During Trump's tenure, Israeli Prime Minister Benjamin Netanyahu had a good relationship with Trump, even naming a Jewish settlement after him at one point. (Reuters)

There is some truth to these claims, such as Trump's own repeated references to the influence of evangelical Christian voters. For example, when he moved the U.S. Embassy in Israel from Tel Aviv to disputed Jerusalem during his tenure, he publicly stated that he was doing so for the sake of "evangelicals"; In his recent speech, for example, he declared that he could not imagine that "anyone who loves Israel — and to be honest, evangelicals really love Israel — would vote for the Democrats."

However, judging from the 2024 election strategy, the Republican Party strongly supports Israel but opposes the political line of aiding Ukraine, and there is a more cynical interpretation: the political effect they want to achieve is to turn Ukraine into Biden's second Afghanistan on the one hand, and on the other hand, rely on the long-blooded Gaza conflict to split the Democratic Party, so that Biden will lose the support of the Democratic Party left and Muslim voters.

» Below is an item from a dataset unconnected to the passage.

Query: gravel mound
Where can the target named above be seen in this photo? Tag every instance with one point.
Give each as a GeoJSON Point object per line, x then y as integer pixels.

Without the military assistance of the United States, as soon as the spring of the coming year arrives, under the background that Europe is objectively unable to replace the United States, the Ukrainian army may be difficult to resist Russia's large-scale offensive, and finally whether it is a crushing defeat on the battlefield or forced to return to the negotiating table under an absolute disadvantage, this will constitute a major setback for Biden's European policy, and the 24-hour news channels and social media in the United States will be filled with images of Ukraine's defeat and peace.

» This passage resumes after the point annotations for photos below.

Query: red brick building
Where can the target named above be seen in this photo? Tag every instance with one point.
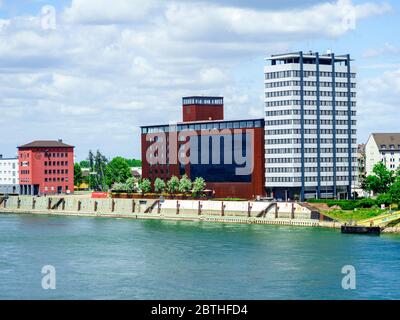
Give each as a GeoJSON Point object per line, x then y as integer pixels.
{"type": "Point", "coordinates": [46, 167]}
{"type": "Point", "coordinates": [214, 154]}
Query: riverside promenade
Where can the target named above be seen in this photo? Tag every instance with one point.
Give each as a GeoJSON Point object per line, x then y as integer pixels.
{"type": "Point", "coordinates": [256, 212]}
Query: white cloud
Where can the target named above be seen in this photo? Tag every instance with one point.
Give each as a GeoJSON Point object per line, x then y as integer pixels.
{"type": "Point", "coordinates": [378, 99]}
{"type": "Point", "coordinates": [386, 49]}
{"type": "Point", "coordinates": [108, 12]}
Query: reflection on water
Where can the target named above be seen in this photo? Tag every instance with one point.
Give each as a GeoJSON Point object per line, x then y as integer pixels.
{"type": "Point", "coordinates": [128, 259]}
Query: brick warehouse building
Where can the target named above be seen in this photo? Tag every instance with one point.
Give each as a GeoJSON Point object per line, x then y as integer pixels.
{"type": "Point", "coordinates": [217, 149]}
{"type": "Point", "coordinates": [46, 167]}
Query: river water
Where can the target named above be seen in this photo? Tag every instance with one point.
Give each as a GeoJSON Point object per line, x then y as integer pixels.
{"type": "Point", "coordinates": [97, 258]}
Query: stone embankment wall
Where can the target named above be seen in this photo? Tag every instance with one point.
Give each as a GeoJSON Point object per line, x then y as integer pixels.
{"type": "Point", "coordinates": [217, 211]}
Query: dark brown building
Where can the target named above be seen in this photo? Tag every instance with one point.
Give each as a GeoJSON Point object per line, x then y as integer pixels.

On November 11, Biden encountered a pro-Palestinian demonstration in Massachusetts. (Reuters)

Let's not forget that the intersection of Biden's declining approval ratings and continued slump occurred in August 2021 when the Taliban stormed Kabul and foreigners and Afghans gathered at the airport to flee in panic.

The bloody Israeli-Palestinian conflict remains in the headlines of international news as a constant reminder of how Biden's insensitivity to the Palestinians is to the left-wing Democratic Party and to Muslim voters, who traditionally lean to support the Democrats. While these voters are unlikely to vote for Trump or the Republicans, as long as they don't come out to vote, Trump and the Republicans will have a better margin over Biden and the Democrats against the backdrop of the two-party "zero-sum game" in the United States and the tens of thousands of votes in swing states.

Of course, no Republicans will declare this kind of interpretation of the Republican Party, but the logic in it cannot but be said to be a very shrewd election calculation.